Tanta bronca, tanta adrenalina, tantos rencores, tantas cosas sin decir, tanta tensión. Tensión que en algún momento de la pelea se volvió sexual. Las piñas se volvían besos; las patadas e insultos, caricias y gemidos. Ninguno supo cuál fue el instante en que la situación se transformó. Pero ya no importaba tampoco.

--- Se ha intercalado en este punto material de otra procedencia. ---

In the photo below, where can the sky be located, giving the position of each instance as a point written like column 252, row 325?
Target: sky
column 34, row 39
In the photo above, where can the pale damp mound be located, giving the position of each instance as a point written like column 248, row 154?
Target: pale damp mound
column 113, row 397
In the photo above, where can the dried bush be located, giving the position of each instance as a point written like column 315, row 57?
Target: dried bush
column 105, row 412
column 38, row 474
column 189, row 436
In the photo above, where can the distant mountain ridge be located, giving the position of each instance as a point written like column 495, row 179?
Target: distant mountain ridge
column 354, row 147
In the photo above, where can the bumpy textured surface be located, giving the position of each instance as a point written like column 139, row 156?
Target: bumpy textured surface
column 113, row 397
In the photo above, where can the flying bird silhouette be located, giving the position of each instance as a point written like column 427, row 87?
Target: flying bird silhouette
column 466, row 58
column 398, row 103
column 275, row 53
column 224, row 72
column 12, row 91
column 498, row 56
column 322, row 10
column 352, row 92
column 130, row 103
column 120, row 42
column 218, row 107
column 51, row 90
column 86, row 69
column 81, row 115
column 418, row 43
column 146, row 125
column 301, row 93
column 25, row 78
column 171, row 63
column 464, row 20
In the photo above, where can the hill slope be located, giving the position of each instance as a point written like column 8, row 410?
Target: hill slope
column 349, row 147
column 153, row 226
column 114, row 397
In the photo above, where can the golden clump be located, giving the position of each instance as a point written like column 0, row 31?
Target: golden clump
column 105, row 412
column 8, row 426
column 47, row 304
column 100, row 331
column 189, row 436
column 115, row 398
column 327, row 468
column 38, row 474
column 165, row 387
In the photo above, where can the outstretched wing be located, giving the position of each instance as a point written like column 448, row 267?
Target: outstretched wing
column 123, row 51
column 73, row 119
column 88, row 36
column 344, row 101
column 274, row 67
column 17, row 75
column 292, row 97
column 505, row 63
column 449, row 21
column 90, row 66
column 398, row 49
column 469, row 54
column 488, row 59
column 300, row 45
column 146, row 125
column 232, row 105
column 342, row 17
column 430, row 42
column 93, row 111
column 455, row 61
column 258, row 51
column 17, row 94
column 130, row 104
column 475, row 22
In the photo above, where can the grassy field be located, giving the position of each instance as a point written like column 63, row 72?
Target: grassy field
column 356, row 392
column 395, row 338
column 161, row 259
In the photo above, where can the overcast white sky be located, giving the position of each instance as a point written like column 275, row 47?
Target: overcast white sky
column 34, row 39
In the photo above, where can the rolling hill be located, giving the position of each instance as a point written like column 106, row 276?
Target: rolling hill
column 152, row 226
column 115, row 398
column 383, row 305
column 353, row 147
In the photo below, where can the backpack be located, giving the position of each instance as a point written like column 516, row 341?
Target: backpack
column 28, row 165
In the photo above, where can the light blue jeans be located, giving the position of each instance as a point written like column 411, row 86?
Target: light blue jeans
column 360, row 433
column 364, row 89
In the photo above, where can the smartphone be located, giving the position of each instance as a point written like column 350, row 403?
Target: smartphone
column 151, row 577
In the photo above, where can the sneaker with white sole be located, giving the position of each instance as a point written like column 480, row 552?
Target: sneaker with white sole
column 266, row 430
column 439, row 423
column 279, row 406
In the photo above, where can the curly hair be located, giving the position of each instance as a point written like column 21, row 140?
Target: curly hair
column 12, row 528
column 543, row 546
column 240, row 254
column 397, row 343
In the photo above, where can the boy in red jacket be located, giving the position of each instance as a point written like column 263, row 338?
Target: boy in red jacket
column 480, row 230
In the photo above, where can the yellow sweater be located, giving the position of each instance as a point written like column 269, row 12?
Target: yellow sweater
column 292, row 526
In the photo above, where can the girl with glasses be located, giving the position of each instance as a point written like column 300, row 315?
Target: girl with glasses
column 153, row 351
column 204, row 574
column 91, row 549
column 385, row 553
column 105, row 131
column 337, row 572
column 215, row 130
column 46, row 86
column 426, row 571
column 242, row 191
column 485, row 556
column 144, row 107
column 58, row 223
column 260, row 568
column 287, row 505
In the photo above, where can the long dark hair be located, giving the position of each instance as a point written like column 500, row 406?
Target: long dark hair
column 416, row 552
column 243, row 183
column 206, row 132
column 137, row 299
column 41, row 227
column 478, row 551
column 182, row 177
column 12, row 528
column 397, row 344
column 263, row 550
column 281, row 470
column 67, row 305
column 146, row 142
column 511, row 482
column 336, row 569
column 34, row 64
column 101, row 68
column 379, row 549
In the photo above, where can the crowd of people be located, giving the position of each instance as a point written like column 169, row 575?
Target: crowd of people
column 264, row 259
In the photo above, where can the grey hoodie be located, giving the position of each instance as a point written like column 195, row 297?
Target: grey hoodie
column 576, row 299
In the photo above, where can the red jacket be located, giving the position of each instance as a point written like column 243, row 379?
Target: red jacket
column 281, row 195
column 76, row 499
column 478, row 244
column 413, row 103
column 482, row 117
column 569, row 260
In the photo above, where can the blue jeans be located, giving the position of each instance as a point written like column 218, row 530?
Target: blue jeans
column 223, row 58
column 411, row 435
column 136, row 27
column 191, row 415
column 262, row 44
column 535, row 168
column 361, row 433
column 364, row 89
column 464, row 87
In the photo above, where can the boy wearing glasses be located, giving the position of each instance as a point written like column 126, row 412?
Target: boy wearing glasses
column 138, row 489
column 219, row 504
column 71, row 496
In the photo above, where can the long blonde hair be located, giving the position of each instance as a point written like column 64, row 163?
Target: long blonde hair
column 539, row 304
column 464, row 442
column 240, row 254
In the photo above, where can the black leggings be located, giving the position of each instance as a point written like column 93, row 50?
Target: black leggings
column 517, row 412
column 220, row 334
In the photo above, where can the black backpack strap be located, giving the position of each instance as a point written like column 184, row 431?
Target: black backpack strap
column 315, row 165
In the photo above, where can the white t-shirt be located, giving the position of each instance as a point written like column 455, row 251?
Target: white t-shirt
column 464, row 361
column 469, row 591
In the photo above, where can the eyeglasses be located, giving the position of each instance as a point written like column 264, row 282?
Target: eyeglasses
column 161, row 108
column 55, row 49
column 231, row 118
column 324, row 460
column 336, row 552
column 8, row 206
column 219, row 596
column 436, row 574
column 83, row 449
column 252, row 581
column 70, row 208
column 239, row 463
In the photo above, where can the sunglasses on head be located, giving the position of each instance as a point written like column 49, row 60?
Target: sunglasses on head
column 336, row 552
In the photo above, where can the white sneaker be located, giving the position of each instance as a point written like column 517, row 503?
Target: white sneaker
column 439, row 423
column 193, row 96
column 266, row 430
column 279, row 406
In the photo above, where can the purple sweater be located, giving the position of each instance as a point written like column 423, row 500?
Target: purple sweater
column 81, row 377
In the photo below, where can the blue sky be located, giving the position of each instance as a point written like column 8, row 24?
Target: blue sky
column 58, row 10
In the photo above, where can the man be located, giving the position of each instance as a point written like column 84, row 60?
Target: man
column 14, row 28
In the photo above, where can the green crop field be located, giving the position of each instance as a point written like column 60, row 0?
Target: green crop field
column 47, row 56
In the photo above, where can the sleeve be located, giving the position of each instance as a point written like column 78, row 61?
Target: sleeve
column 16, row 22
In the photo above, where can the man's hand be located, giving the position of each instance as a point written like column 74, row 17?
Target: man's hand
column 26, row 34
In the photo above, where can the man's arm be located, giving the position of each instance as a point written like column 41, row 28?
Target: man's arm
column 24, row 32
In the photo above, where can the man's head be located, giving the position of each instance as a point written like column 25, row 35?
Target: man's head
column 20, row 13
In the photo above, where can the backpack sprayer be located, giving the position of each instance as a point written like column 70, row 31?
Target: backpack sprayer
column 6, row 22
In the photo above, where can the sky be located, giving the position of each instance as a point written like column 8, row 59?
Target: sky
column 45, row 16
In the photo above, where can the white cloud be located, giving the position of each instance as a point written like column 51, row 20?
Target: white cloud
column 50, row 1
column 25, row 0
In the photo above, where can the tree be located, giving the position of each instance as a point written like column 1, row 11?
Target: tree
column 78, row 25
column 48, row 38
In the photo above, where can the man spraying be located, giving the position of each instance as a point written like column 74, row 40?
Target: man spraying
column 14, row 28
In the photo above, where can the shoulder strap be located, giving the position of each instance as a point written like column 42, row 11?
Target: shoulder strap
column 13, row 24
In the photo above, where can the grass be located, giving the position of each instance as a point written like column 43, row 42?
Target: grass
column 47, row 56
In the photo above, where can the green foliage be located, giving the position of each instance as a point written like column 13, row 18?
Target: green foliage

Rápidamente, las ropas iban desapareciendo. Sólo quedaron ellos dos, tal como vinieron al mundo. Ellos dos, al borde de la desesperación por sentirse aún más cerca. Uno de ellos habló, de repente:

Hazlo antes de que me arrepienta.

El otro respondió con una acostumbrada sonrisa. A pesar de sus palabras, sabía que no retrocedería; aún así, apresuró sus movimientos. Ya no había marcha atrás, ya que ambos lo querían. No pasó mucho tiempo antes de que volviesen a estar unidos. El que parecía dominar aquella extraña batalla comenzó a adentrar su cuerpo en la latiente entrada de su compañero. A partir de ese momento, daba igual el por qué de la discusión, o cuándo llegaron a eso. Lo único realmente importante eran ambos cuerpos, uno tratando de llegar a lo más profundo; encontrar aquel punto que haría a su pareja delirar de placer. Mucho no tardó en hallarlo. Desde ese segundo, ninguno dejó de embestir contra el cuerpo ajeno. Hasta que sucedió. Un trance, algo minúsculo, de estar en blanco, de sentir nada y a la vez todo. De gritar con fuerzas el nombre de quien los había hecho sentir así. Agotados, se acostaron, respirando hondo, preparándose para descansar de tan extenuante contienda.

Muchas veces, ni ellos lo entendían. Tanto cansancio. Pero no les interesaba. Tanta tensión. Extraño. Tanto cariño. Tanto amor. Extraña, la forma de demostrarlo, ¿no?

Luego de eso, los dos esperarían con ansias, a su siguiente disputa.